Antiviral Ability of Kalanchoe gracilis Leaf Extract against Enterovirus 71 and Coxsackievirus A16

1School of Chinese Pharmaceutical Sciences and Chinese Medicine Resources, China Medical University, Taichung 404, Taiwan
2Department of Medical Laboratory Science and Biotechnology, China Medical University, Taichung 404, Taiwan
3School of Pharmacy, China Medical University, Taichung 404, Taiwan
4Fujian Center for Disease Control and Prevention, Fujian, Fuzhou 350001, China
5Department of Nursing, Hungkuang University, Taichung 433, Taiwan
6Department of Biotechnology and Laboratory Science in Medicine, National Yang Ming University, Taipei 112, Taiwan
7Department of Biotechnology, Asia University, Wufeng, Taichung 413, Taiwan

Received 4 January 2012; Revised 5 March 2012; Accepted 12 March 2012

Academic Editor: Xiu-Min Li

Copyright © 2012 Ching-Ying Wang et al. This is an open access article distributed under the Creative Commons Attribution License, which permits unrestricted use, distribution, and reproduction in any medium, provided the original work is properly cited.

Supplementary Material

Supplemental Figure 1: Reduction of cytopathic effects by K. gracilis leaf extract. The morphology of RD cells infected with EV71 (A) or CVA16 (B) were observed for the effect of K. gracilis leaf extract in CPE reduction assay. EV71 and CVA16 at the MOI of 1 was each mixed with K. gracilis leaf extract, and then added into RD cell cultures. Incubated RD cells were observed and photographed under microscopy 24- and 48-h post infection.
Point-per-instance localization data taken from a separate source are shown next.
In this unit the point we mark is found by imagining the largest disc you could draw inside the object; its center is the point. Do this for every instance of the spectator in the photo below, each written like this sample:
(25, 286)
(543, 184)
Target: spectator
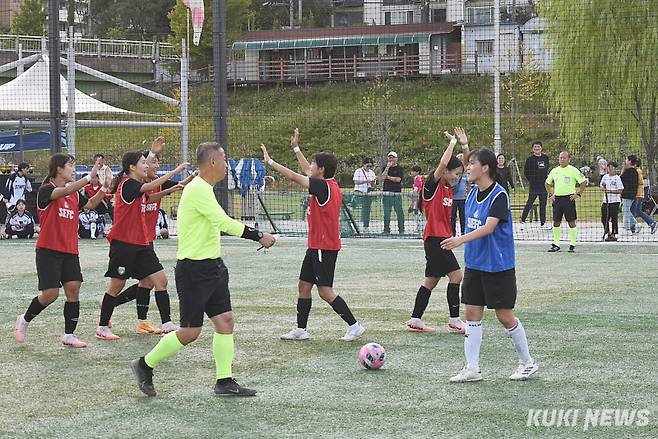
(503, 174)
(105, 207)
(536, 171)
(629, 178)
(612, 188)
(603, 167)
(417, 187)
(162, 227)
(392, 199)
(91, 225)
(364, 182)
(18, 184)
(638, 205)
(566, 184)
(20, 224)
(460, 190)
Supplemental Figure 2: Phosphorylation of p38 MAPK, ERK1/2 and NF-κB p65 in infected RD cells with or without the treatment of K. gracilis leaf extract. RD cells were infected with EV71 (A) or CVA16 (B) and simultaneously treated with K. racilis leaf extract at a concentration of 50 μg/ml. The cells were harvested at 0-, 30-, 60- and 240 min post infection, and Western blotting analysis was performed as described in the Materials and Methods section.
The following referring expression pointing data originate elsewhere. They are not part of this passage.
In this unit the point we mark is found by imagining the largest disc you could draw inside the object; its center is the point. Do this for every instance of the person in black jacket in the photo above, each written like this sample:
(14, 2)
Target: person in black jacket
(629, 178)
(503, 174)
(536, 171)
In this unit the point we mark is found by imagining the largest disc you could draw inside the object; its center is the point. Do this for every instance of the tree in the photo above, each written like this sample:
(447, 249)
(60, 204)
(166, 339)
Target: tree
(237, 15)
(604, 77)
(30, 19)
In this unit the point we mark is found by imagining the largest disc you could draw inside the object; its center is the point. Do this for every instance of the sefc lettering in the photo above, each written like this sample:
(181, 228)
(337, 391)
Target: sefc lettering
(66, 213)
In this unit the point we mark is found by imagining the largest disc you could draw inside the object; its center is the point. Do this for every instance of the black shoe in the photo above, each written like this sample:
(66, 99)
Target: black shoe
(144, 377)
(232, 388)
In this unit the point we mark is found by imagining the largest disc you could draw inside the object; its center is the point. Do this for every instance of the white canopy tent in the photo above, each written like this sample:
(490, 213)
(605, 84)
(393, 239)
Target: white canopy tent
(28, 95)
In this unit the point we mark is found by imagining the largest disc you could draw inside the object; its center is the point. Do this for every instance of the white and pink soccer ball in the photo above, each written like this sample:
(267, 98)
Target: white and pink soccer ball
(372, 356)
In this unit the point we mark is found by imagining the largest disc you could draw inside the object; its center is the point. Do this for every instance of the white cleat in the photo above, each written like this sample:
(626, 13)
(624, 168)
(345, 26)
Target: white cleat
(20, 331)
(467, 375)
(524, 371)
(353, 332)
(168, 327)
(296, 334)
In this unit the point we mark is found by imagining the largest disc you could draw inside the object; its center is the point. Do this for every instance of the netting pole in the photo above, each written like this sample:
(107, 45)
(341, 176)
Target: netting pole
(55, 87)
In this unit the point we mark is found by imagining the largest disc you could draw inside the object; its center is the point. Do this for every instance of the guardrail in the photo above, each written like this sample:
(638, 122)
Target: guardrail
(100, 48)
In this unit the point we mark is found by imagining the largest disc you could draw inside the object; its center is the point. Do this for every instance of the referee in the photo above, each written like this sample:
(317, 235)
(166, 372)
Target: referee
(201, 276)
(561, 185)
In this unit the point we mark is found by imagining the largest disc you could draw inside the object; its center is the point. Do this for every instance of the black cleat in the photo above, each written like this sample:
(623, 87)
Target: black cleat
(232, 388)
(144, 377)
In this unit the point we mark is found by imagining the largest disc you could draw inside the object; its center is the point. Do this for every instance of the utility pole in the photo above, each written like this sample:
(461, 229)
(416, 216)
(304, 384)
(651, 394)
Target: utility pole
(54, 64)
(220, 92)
Supplemental Figure 3: Western blotting of caspase 9 in EV71-infected RD cells with or without the treatment of K. gracilis leaf extract. RD cells were infected with EV71 at a MOI of 1 in the absence (Lane 1) and presence of K. racilis leaf extract at concentrations of 10, 50 and 100 μg/ml (Lanes 2-4). The cells were harvested 1 day post infection, and Western blotting analysis was performed as described in the Materials and Methods section.

Supplemental Table 1: Virus loads in pooled intestines from EV71-inoculated suckling mice with or without treatment of K. gracilis leaf extract.